Zoopla data shows that buyers are now expanding their location search, seeking properties that are further afield in cheaper areas. This means that they are buy a home sooner as they spend less time saving for a deposit – whilst also avoiding any future rate rises whilst they save.

Interest rates

The economic situation doesn’t seem to be dampening appetite for first homes – but further rises in interest rates may have an impact. August levels have been lower than normal but this is typical of the summer slowdown we see every year.

If you are a first time buyer, moving from a 2% mortgage rate to 4% means that you will require an extra £12,250 in income to secure a mortgage offer. This is outside of London – if you live in London, you’ll require an average £34,500 which is a huge stretch for many.

Renting versus buying

And at the moment, buyers are saving an average of £200 by paying a mortgage with a mortgage rate of 2.5% rate as opposed to renting. Even with a 4% interest rate, it is still cheaper to pay a mortgage in most places in the UK.

Offset rate rises

If you are a first-time buyer, there are several things you can do to offset interest rate rises.
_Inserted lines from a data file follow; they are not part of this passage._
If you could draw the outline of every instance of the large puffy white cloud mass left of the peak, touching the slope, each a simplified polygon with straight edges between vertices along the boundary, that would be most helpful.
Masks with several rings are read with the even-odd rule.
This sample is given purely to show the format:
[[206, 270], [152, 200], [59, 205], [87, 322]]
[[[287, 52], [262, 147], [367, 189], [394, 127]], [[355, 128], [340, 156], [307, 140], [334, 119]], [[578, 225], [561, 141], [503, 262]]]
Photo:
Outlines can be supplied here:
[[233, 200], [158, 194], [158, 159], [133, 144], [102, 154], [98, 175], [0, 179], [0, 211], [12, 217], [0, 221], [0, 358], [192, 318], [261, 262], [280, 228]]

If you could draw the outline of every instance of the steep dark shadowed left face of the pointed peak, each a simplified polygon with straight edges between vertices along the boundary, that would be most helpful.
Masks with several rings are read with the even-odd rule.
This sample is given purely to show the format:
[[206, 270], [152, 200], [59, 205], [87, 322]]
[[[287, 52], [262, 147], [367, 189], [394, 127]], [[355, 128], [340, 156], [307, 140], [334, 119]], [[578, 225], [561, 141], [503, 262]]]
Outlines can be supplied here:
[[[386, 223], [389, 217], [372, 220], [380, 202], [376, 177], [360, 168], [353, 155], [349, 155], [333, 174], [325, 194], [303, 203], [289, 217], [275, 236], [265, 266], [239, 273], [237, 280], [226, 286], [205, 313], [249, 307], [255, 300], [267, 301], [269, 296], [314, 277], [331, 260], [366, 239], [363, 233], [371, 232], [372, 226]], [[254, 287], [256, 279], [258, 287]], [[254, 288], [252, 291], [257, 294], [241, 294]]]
Broaden your area – consider being more flexible on location as properties tend to be cheaper if you live outside major cities. This means your monthly repayments will be smaller and you’ll pay less interest.

Boost savings – you’ll see an increase in the rates on your savings or ISA if you’re on a carriable rate but shop around to see what interest rates people are offering helping you to save faster.

Check schemes – There are several schemes that could help you to get onto the property ladder.

Talk to family – can your family help with a larger deposit? This will help you to offset rising rates.

Get sound mortgage advice – It’s important to understand how different types of mortgages are impacted by the rate changes. An independent mortgage broker will help you to find the best mortgage for your circumstances – you could also extend your mortgage term depending on your age, this will keep your repayments down.